Starting his fieldwork and investigations in 1960, after traveling and trekking extensively in pursuit of cryptozoological mysteries, Coleman began writing to share his experiences in 1969. An honorary member of Ivan T. Sanderson’s Society for the Investigation of the Unexplained in the 1970s, Coleman has been bestowed with similar honorary memberships of the North Idaho College Cryptozoology Club in 1983, and in subsequent years, that of the British Columbia Scientific Cryptozoology Club, CryptoSafari International, and other international organizations. He was also a Life Member and Benefactor of the International Society of Cryptozoology (now-defunct).
Loren Coleman’s daily blog, as a member of the Cryptomundo Team, served as an ongoing avenue of communication for the ever-growing body of cryptozoo news from 2005 through 2013. He returned as an infrequent contributor beginning Halloween week of 2015.
Coleman is the founder in 2003, and current director of the International Cryptozoology Museum in Portland, Maine.
Wow, I hope more will be found and this time steps can be taken to save this rare animal from ultimate extinction
Well, here’s my fingers crossed and anything else I can do for luck, I hope some survived.
Imagine how that dolphin would feel if it know it is the last one left. The thought makes me want to cry and I am 6’1″ and work out on a daily basis.
Let’s hope that there is a secret pod of these baiji out there somewhere, hiding out and happily reproducing. This is a good sign, but I hope that the remaining few can survive, given this is actually a baiji sighting.

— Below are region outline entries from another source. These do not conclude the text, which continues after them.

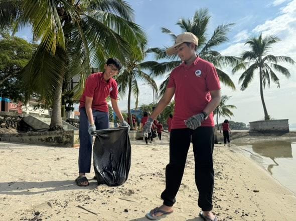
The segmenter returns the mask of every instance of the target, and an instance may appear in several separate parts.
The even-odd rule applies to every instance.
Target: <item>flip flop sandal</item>
[[[159,208],[157,207],[156,208],[155,208],[154,209],[153,209],[153,210],[152,211],[151,211],[149,212],[148,212],[147,214],[146,214],[146,217],[147,218],[148,218],[149,220],[159,220],[159,219],[161,218],[162,217],[163,217],[164,216],[165,216],[166,215],[168,215],[169,214],[171,214],[173,212],[174,212],[174,210],[171,211],[170,212],[167,212],[166,211],[164,211],[161,210],[159,210]],[[156,214],[158,212],[161,212],[163,214],[162,214],[161,216],[153,216],[153,214]]]
[[[87,182],[87,185],[83,185],[82,184],[82,182]],[[76,178],[76,179],[75,180],[75,182],[76,182],[77,186],[87,186],[88,185],[89,185],[89,182],[88,182],[87,178],[86,178],[86,177],[84,176],[80,176],[77,178]]]
[[[207,216],[204,215],[203,212],[200,212],[199,213],[199,216],[203,218],[205,221],[218,221],[218,218],[216,216],[215,216],[214,220],[212,220]]]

Well, this is a sad commentary on man’s interaction with nature. The fact that we even have to worry about the extinction of certain creatures except the cockroach, about says it all.
We have all seen the news reports of the toxic products the Chinese have produced that were recalled in the US. So just imagine what the waste products pouring into that river must be like. The outlook appears very dismal to me.

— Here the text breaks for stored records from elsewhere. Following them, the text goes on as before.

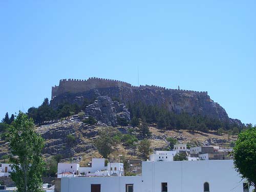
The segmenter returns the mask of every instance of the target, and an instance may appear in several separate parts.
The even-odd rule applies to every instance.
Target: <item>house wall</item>
[[[168,191],[203,191],[205,182],[211,192],[243,192],[232,160],[145,161],[142,176],[61,178],[61,192],[90,192],[92,184],[101,184],[101,192],[124,192],[126,184],[134,184],[134,192],[158,192],[162,182]]]
[[[176,145],[174,145],[174,150],[187,151],[187,145],[186,144],[177,144]]]
[[[100,184],[101,192],[125,192],[125,185],[133,184],[134,191],[141,191],[141,177],[97,177],[61,178],[61,192],[91,192],[92,184]]]
[[[58,163],[58,174],[63,172],[76,172],[79,168],[79,165],[77,163]]]
[[[201,146],[196,146],[194,147],[190,147],[190,154],[198,154],[199,152],[202,151]]]
[[[0,164],[0,172],[5,173],[5,167],[7,167],[7,172],[12,172],[13,170],[12,170],[11,167],[10,166],[12,164],[9,163],[2,163]]]
[[[176,153],[175,153],[175,154]],[[152,154],[150,155],[150,161],[170,161],[174,160],[175,155],[157,155]],[[167,158],[166,158],[167,157]]]
[[[167,183],[168,191],[203,191],[208,182],[211,192],[243,192],[231,160],[143,162],[142,165],[142,191],[161,191],[162,182]]]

I don’t think the Chinese government will take measures to clean up the waterways there or they would have already done it or made it law. That only leaves one chance for the survival of this species–capture and breeding in captivity. If not, because of the toxic wasteproducts pouring into the dolphins’ environment, this species is destined for extinction.
Thanks for posting this article and at least an infinitesimal glimmer of hope!
If I were a dolphin still living in such a toxic enviroment, I too would be jumping my ass off… trying to get out of the water!!!
Yay!!!!!! One baiji is still better than none. One may mean 2. How anyone could find dolphins in that mess is beyond me. I think China will soon be realizing it’s rapid expansions and toxic ways will only come back onto itself, like a dragon eating it’s tail.